初めての風の日
無骨な性格でおしゃれなどはからきしなルイーズから見ても今日のフィリーネはとても綺麗だった。友人でもある辺境伯婦人カナリア譲りの麗らかな栗色の髪が、今日はリリーの手によってより一層つややかになっている。ゆるふわなハーフアップがフィリーネの美しさに深みを増していて、その姿はさながら神話に聞くミスランティの豊穣の女神のようだった。
「いいのかい?これでは冷徹と名高い王の懐刀もお嬢様に見惚れてしまうのではないのかな?」
ルイーズは少しの心配と多分なからかいを含みつつ、フィリーネに聞こえるか聞こえないかの声量でリリーに耳打ちした。
リリーは返事をしなかった。真面目なリリーには軽口をたたく護衛の方が理解できないのだろう。まあいつものことである。返事が返ってくるとも思っていなかったので執着しない。何より、今はそれより面白いものを見れたのだから。
「あらあらお嬢様?どうかされたんですか」
ルイーズがいたずらっぽくにやにやしているのと対照的にフィリーネはりんごのように顔を赤くしていた。
「ど、どうもしてないわ」
「そうですかそうですか」
「だからほんとに何もないって言ってるでしょ!」
こういうのは否定すればするほど誤魔化しているようにしか見えなくなるのだ。そしてフィリーネのように露骨に反応してくれる相手はからかいたくなるのが人の定め。
「あらあらかわいい。その初々しいお姿を宮中伯様に・・・」
「ふんっ!ルイーズのばか!」
プイとそっぽを向いてフィリーネはさっさと部屋を出て行ってしまう。やりすぎを惺とほぼ同時に頭に鈍痛が響いた。

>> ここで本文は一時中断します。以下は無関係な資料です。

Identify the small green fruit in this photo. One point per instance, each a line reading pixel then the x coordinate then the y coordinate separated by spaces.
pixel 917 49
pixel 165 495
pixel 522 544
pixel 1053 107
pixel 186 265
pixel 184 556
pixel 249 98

「いいすぎです。気を付けろと、前にも言いましたよね?」
「あはは・・・お嬢様が恥じらう姿がかわいらしくてつい」
リリーはため息をついてこめかみを抑えた。
「反省していないようですね。分かりました。ではカナリア様の下へ行きなさい」
ルイーズは途端に青ざめた。カナリアは領都にいる、つまり謹慎である。
「考え直してはくれないかリリー、少し度が過ぎただけではないか」
ルイーズは持ち前の甘い低音で凛々しい顔をゆがめて懇願するが、見慣れたリリーにはちっとも響かない。むしろ逆効果だった。
「反省、しなさい」
「・・・はひ」
リリーは満面の笑みで黙らせた。こうしてルイーズは領都に送り返され、フィリーネは逢瀬を交わすこととなったのである。
* * *
「もう、ルイーズってばなんてことを言うのよ・・・」
屋敷の廊下をこつこつと歩きながらさっきのことを思い出した。そんな気は微塵もなかったはずなのに意識してしまうではないか。
「落ち着くのよフィリーネ。あんなことに動じちゃだめよ」
「何かあったのですか?」
自己暗示をかけているところに聞こえてきた声に私は硬直した。草加空耳でありますようにと願いつつおそるおそる後ろを振り返るとやはり、見覚えのある黒い隠しがある。
「わ!どのようにしてここまで?」
「どうも何も、デイムが自らここまで歩いてこられたのではないですか」
「へ?」
頭にはてなを抱えつつ辺りを見渡すと、確かに見覚えのある門があった。どうやら考えているうちに迎えに来ていたセドリックの待つ門の前まで来てしまっていたらしい。
・・・てか、わたしっていますごく変な人なんじゃ
「あ、はい!ごきげんよう宮中伯様。ご息災でいらしたようで何よりです」
・・・わたしなに言ってんの!?セドリック様もびっくりしてるよ。
「ん、んんっ!えっと、セドリック様こんにちは。今日も良い天気ですね」
「そうですね。ところで、どこか具合が悪いのではないですか?」
ごまかそうとしたが無理だった。それどころか体調不良を疑われているようだ。
私としては体調不良を装って流れてしまってもよいのだが、ただ先ほどまで元気だった私が逢瀬を逃れるために演技をしたなどと取られても困る。
「ご心配くださりありがとうございます。ですが体調不良などではないのでご安心を」
「本当に?」
「ええ。それとも私が体調を崩している方が好都合ですか?」
「そういうわけでは・・・」
「では問題ありませんね」
私は怖いときのお母様の笑みを真似した圧と勢いで話を潰す。そんなこんなで私たちの一度目の逢瀬は始まった。